Gartner Report: Which Java Runtime is for you? | DOWNLOAD NOW

Support
Blog chevron_right Performance

Understanding Java Compilation: From Bytecodes to Machine Code in the JVM

When I was at university, one of my favourite Computer Science courses was compiler theory.  Something about how you convert from a human-readable programming language to machine and operating system specific instructions seems particularly intriguing.

For the Java platform, compilation is different to many other languages because of the Java Virtual Machine (JVM).  To run an application with the JVM, Java code is compiled into a set of class files that contain instructions for the JVM, not the operating system and hardware on which the JVM is installed.  This provides the Write Once, Run Anywhere capability for which Java has been famous. 

How does this conversion from virtual machine instructions to native instructions happen?

This is not a simple question to answer, so I’ve decided to write a series of blog posts exploring the different aspects of interpreting and adaptive compilation within the JVM.

At Azul, we’re constantly looking at ways to improve the performance of JVM-based applications, and I’ll include plenty of information about the work we’ve done in the following areas:

Since we’re not the only people with ideas in this space, I’ll also look at alternative approaches like the Graal compiler (not to be confused with the Graal VM).

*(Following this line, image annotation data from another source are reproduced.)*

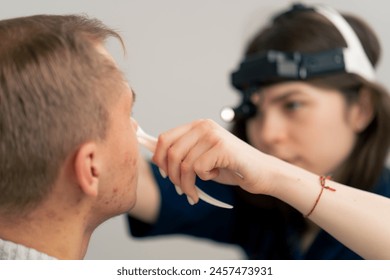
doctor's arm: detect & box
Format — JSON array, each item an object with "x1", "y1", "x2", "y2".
[{"x1": 153, "y1": 120, "x2": 390, "y2": 259}]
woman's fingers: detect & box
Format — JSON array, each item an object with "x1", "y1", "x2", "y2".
[{"x1": 153, "y1": 120, "x2": 239, "y2": 202}]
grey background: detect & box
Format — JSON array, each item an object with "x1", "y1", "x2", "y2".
[{"x1": 0, "y1": 0, "x2": 390, "y2": 259}]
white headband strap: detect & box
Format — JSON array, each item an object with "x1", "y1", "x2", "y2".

Let’s start with some fundamental concepts that we’ll build on in the rest of the blog series.

Source Code 

What is Source Code?

Source code is high-level statements and expressions developers write to define the application’s instructions.  We call this high-level because these types of programming languages provide strong abstractions of the operating system and hardware used to run the application. 

Source Code Example

As a simple example, if we want to sum the numbers from one to ten, we could write this in Java using a loop, one of the fundamental constructs in many languages:

public class Sum {
public static void main(String[] args) {
int sum = 0;

for (int i = 1; i <= 10; i++) {
sum += i;
}

System.out.println(sum);
}
}

This hides the complexity of how an operating system and processor work for developers.  For example, we can declare a local integer variable and give it a meaningful name, sum.  This is simpler for us to work with than using an explicit memory address.  Similarly, we can call a method in the PrintStream core library class via a reference through the System class that will print a string on whatever the standard output is for our application.  How this magically appears as characters in a terminal, which is controlled by a window manager and gets drawn on the screen via a graphics card, is not our concern.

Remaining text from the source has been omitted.